The active pharmaceutical ingredient in Exparel is bupivacaine. Bupivacaine, similar to other local anesthetics used, achieves local anesthesia by binding to the hydrogen ions in the intracellular space and moves into the pores of the voltage-gated sodium channel (VGNaC) thus blocking the passage of sodium through the channel thereby inhibiting nerve conduction [27]. Bupivacaine molecules in Exparel are encapsulated in liposomes that are organized in honeycomb-like structures that prevent the bupivacaine from being metabolized so quickly [28]. This form of drug delivery is known as the DepoFoam drug delivery system. Bupivacaine is slowly released from the lipid in a complex mechanism where the capsules of the lipid rearrange and as a result release the anesthetic over an extended period [28]. While the efficacy of Exparel depends on different factors like the injection technique and the volume required to cover the area, the drug has been wildly successful in minimizing the need for opioid medications for post-procedural pain. According to the information posted on the health care provider Exparel Website, more than 6.5 million patients have received the drug since 2012, and there has been a 78% reduction in the overall consumption of opioids when Exparel is used [28]. One of the challenges dental providers are facing with Exparel is the cost coverage. There is currently only one insurance company, Aetna, that offers reimbursement of cost when Exparel is used with third molar extractions. Although this can vary depending on the patient’s specific coverage plan. Also, Exparel only comes in two vial sizes 10cc or 20cc, where only 2-3cc might be needed per site. If there was more vial size options that correspond to the exact amount needed it could make it more affordable for the patient. An even better option is to lobby more insurance companies to agree to cover the cost of the drug given the benefit it provides.
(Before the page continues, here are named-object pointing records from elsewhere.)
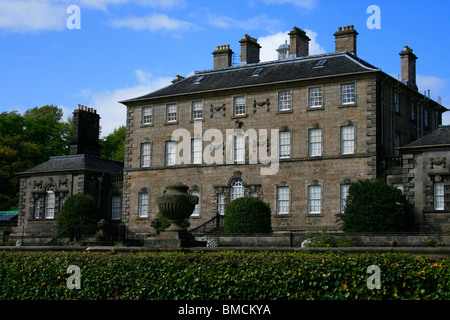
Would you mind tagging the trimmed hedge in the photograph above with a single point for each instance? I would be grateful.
(247, 215)
(221, 275)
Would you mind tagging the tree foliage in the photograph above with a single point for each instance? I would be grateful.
(247, 215)
(374, 206)
(27, 140)
(79, 209)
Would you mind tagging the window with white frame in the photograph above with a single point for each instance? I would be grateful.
(237, 189)
(221, 203)
(283, 200)
(284, 100)
(399, 186)
(196, 192)
(284, 144)
(116, 202)
(315, 97)
(315, 142)
(171, 112)
(197, 110)
(348, 93)
(239, 148)
(239, 107)
(37, 208)
(314, 199)
(50, 202)
(170, 153)
(396, 102)
(348, 140)
(344, 195)
(147, 115)
(143, 204)
(196, 151)
(438, 196)
(146, 149)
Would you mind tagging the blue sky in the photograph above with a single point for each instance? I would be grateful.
(127, 48)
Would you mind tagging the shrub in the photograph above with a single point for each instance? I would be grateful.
(79, 209)
(247, 215)
(374, 206)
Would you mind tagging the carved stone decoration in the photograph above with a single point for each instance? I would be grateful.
(213, 109)
(442, 163)
(261, 104)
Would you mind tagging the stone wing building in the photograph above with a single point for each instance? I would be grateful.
(295, 132)
(44, 188)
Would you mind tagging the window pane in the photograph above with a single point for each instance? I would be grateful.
(143, 204)
(171, 112)
(196, 212)
(116, 205)
(348, 93)
(285, 144)
(284, 100)
(438, 196)
(344, 195)
(239, 106)
(315, 142)
(315, 97)
(221, 203)
(348, 140)
(237, 189)
(239, 148)
(197, 110)
(170, 153)
(314, 199)
(196, 151)
(146, 154)
(147, 115)
(282, 200)
(50, 203)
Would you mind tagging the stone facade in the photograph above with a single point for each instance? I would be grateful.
(307, 190)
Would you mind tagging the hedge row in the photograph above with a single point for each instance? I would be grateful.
(222, 275)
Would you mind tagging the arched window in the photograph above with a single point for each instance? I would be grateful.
(50, 202)
(237, 189)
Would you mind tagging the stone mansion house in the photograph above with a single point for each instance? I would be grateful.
(294, 132)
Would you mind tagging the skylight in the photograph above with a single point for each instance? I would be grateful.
(199, 79)
(321, 63)
(257, 72)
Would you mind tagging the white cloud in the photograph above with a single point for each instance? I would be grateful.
(155, 22)
(31, 15)
(304, 4)
(113, 113)
(270, 43)
(256, 23)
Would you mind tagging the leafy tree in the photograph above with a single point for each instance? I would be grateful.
(247, 215)
(374, 206)
(79, 209)
(113, 146)
(26, 141)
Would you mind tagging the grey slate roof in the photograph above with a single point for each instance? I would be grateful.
(77, 162)
(273, 72)
(437, 138)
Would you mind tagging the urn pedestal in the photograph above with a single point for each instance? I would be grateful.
(176, 205)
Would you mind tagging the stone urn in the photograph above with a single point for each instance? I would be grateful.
(176, 205)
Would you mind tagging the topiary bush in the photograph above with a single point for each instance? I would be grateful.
(79, 209)
(374, 206)
(247, 215)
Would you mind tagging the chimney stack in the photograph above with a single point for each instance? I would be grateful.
(223, 57)
(408, 65)
(249, 50)
(299, 43)
(86, 131)
(345, 39)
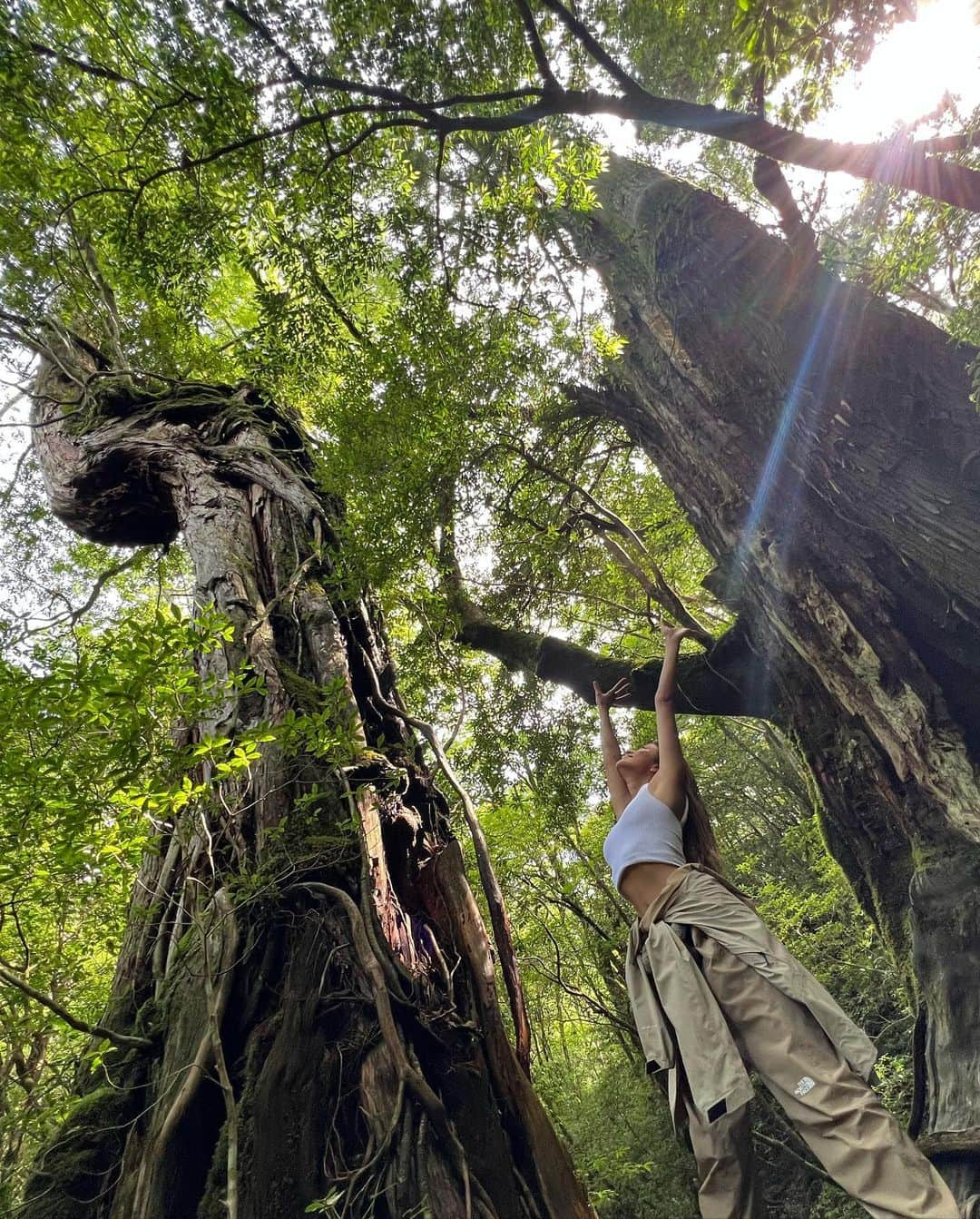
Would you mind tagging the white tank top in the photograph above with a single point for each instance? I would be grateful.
(647, 831)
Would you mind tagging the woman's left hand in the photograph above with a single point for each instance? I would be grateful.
(674, 634)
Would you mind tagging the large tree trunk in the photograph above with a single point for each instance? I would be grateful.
(826, 448)
(302, 949)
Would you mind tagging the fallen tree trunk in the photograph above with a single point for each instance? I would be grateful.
(826, 448)
(302, 951)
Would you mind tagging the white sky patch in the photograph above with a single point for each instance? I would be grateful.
(908, 74)
(905, 79)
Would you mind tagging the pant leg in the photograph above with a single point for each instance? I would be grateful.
(837, 1112)
(723, 1152)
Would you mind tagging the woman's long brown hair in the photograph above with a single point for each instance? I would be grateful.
(700, 844)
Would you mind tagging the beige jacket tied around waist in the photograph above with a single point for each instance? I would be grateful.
(681, 1027)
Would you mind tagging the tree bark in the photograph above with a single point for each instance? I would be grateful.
(824, 447)
(304, 949)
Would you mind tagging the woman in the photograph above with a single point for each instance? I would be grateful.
(714, 994)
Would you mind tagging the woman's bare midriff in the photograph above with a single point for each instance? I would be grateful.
(642, 883)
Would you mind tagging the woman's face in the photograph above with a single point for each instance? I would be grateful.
(640, 764)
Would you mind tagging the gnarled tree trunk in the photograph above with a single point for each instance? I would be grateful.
(826, 448)
(302, 949)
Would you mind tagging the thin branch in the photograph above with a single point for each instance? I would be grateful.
(538, 50)
(592, 44)
(95, 70)
(94, 1030)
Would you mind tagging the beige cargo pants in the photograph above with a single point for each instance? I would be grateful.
(849, 1131)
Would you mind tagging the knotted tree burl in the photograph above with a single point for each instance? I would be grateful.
(304, 953)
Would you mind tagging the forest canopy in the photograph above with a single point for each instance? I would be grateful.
(494, 398)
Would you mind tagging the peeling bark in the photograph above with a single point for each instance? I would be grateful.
(824, 447)
(320, 1002)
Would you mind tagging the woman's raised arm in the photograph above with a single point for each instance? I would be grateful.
(671, 779)
(610, 745)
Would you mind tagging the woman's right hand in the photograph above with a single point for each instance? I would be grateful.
(617, 693)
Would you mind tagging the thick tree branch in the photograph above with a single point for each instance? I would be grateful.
(712, 684)
(94, 1030)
In a patient survey with a single oral and maxillofacial surgeon in Cleveland Ohio where over 100 patients were provided Exparel for pain control on various sort of dentoalveolar procedures the opioid utilization was dropped by over 90%. Patient satisfaction with Exparel was over 99% as one patient raised concern that it took over 8 hours from time of injection to provide relief.
Conclusion
In conclusion, as health care providers we are responsible for the health and well-being of the patients that we treat. Given that there is an increased risk that some of our patients may become physically dependent on opioids, it is our responsibility to create a conscious effort in seeking alternative post-procedural pain management options. This means that dental providers must always stay up to date with practicing guidelines issued by governmental bodies. As well as setting an example to the rest of the health care field in using result-yielding alternative pain management options. And most importantly not falling into the trap of complacency during everyday practice. As Paulo Coelho said, “If you think adventure is dangerous, try routine; it is lethal”.